发布时间：2018-03-09 10:05

本文选题：空间机器人　切入点：非合作目标　出处：《哈尔滨工业大学》2017年博士论文　论文类型：学位论文

【摘要】：利用空间机器人对高价值航天器开展在轨维修维护是合理使用轨道资源、恢复故障航天器的功能、提升航天器的经济效益、降低航天产业成本、保障空间资产安全的重要手段之一,具有显著的政治、经济和社会意义。空间机器人接管非合作目标后形成复合体系统,由于该系统的非线性、耦合性强,而且初始动量未知,操作过程基座姿态约束条件多,给系统的构型设计、参数辨识、轨迹规划、基座姿态稳定等带来一系列挑战。为了深入理解空间机器人与目标组成的复合体系统的动力学特性,推导了复合体系统的动力学方程,并针对典型运动轨迹分析了不同质量、惯量目标与基座之间的耦合情况,基于此提出了空间机器人系统的控制策略。进一步地,分析了单臂及多臂空间机器人系统的工作空间及可操作度。基于可操作度指标,对采用多臂的空间机器人系统的构型进行了优化。针对复合体系统初始动量未知时非合作目标动力学参数实时辨识过程中基座姿态扰动较大的问题,提出一种基于多约束条件下零反作用空间自适应轨迹规划的参数辨识方法。以多维关节角度势函数的梯度为约束,利用空间机器人的零反作用空间特性,采用带遗忘因子的最小二乘自适应方法在关节角度约束的条件下实现对基座姿态较小的扰动,建立系统动量的差分式增量方程,精确辨识出目标的动力学参数。
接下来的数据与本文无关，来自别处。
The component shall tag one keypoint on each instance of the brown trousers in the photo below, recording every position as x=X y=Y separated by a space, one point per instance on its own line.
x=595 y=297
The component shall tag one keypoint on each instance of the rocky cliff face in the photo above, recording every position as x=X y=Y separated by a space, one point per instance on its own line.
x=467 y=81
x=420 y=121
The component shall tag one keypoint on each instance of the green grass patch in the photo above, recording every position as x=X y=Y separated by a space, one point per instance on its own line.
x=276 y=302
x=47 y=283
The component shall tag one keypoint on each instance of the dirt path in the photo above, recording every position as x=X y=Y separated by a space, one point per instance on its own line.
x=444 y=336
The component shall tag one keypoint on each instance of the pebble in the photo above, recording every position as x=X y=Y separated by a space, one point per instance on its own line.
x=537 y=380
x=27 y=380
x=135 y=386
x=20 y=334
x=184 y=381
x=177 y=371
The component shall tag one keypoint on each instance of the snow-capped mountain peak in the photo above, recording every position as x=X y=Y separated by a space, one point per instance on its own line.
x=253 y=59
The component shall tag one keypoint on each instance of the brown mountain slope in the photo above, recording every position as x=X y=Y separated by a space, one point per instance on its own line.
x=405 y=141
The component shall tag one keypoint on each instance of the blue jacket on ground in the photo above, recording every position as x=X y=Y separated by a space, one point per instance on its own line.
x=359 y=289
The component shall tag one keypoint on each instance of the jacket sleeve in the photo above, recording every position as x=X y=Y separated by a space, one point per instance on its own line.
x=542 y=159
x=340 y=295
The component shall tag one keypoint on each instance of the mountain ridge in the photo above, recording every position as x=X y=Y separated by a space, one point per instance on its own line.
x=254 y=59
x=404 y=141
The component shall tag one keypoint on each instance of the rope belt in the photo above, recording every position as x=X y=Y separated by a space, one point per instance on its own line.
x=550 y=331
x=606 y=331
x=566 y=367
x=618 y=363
针对空间机器人操作自旋目标过程中基座姿态失稳的难题,提出基于自适应滑模控制的基座与机械臂协同稳定的方法。该方法采用了延时参数估计来降低对系统动力学精确模型的依赖,设计一种增益导数与滑模变量成比例的自适应切换律,实现了操作目标过程中良好的控制性能和较小的颤振效应。通过空间机器人基座和机械臂的协调运动,有效减小了目标操控过程中产生的基座姿态扰动,实现了复合体系统的稳定控制。为了对本文提出的方法进行验证和评估,研制了一套半物理实验验证系统,该系统由空间机器人的数学模型和模块化可重构机械臂组成,主要思想是将动力学模型与实物结合起来。基于该系统,开展了空间机器人零反作用空间自适应轨迹规划的实验,验证了算法的有效性,也说明了空间机器人半物理仿真实验系统具备开展实验验证的能力。该实验系统具有较好的可扩展性,可在后续的研究中继续发挥作用。从在轨服务和空间安全的发展趋势来看,空间机器人接管控制非合作目标是未来的研究应用热点。本文的研究成果为空间机器人技术的实用化提供参考。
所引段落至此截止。